Wage boards do none of this, and while the Fight for $15 campaigns have often been genuine social movements, they have not won for SEIU, the key funder and organizer of that movement, more than a handful of new members. And this is crucial, because without organization and the dues flow to sustain it, the labor movement will come to resemble a philanthropic foundation that makes incremental social changes, but is incapable of building a self-sustaining movement.
Without unions to institutionalize them, waves of activism dissipate. The energy that went into the first Obama campaign evaporated after the thrilling election celebrations. The Occupy movement in 2011 fizzled when the tents cleared. And the contemporary anti-Trump resistance lacks an organizational structure independent of the people it has put into office. In contrast, effective trade unionism contributes not only to the mobilization of voters at the climax of a campaign season, but in the aftermath as well, when the political and organizational trench warfare continues in a large array of legislative chambers, administrative agencies, and community political institutions. In recent years the right—through megachurches, the National Rifle Association, and ad hoc donor formations—has proven far more potent than the left in this kind of continuous partisan warfare.

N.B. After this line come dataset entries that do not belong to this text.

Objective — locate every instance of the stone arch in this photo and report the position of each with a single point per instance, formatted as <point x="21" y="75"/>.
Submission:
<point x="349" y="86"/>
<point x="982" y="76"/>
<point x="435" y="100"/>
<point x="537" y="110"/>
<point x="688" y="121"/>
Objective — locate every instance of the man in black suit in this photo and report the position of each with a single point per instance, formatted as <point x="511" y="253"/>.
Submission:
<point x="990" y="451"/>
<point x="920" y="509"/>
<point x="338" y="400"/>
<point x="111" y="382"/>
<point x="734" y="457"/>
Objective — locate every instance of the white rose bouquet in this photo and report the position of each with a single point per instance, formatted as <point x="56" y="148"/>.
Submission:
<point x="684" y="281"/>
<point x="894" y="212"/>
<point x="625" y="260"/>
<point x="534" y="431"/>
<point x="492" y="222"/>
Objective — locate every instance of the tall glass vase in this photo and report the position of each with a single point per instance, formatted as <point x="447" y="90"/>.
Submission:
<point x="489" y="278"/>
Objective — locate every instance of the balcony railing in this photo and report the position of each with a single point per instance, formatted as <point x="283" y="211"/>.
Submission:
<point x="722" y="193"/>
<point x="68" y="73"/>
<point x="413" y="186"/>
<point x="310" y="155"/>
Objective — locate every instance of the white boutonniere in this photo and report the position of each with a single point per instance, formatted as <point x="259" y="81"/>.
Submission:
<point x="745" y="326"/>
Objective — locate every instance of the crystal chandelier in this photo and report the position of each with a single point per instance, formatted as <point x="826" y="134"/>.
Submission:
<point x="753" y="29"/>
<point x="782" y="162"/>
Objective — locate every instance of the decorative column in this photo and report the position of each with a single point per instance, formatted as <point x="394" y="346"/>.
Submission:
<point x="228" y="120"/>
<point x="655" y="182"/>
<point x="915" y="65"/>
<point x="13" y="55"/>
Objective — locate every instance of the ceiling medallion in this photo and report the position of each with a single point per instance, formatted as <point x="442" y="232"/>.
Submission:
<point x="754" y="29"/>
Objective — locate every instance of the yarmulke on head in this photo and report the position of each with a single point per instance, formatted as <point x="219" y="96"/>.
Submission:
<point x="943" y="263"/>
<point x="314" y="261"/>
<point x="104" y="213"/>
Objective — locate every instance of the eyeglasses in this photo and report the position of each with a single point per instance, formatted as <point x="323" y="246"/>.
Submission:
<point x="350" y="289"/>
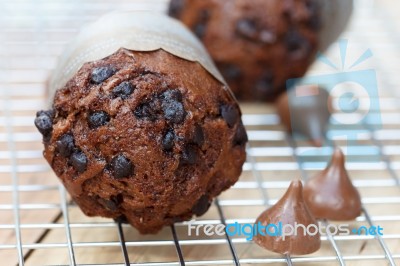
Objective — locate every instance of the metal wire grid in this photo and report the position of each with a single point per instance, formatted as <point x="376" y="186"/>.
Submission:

Now that the nation and the labor movement are shifting to the left, progressives need to push forward policies and politics that actually strengthen those working-class institutions so they can both play a vigorous role in raising wages—by themselves or through state agencies—and begin to win the adherence of those elements of the working class who have defected. The union movement, indeed democracy itself, has always advanced when will and circumstance conjoin to create a great leap forward, as in the Civil War, the New Deal, and the sixties. A new era of state-mandated sectoral bargaining may well be part of that reinvigoration, but its promise will fall short without the rebirth of a set of working-class organizations that give ordinary men and women their own voice and the power to make it persuasive.
Nelson Lichtenstein teaches history at the University of California, Santa Barbara, where he directs the Center for the Study of Work, Labor, and Democracy.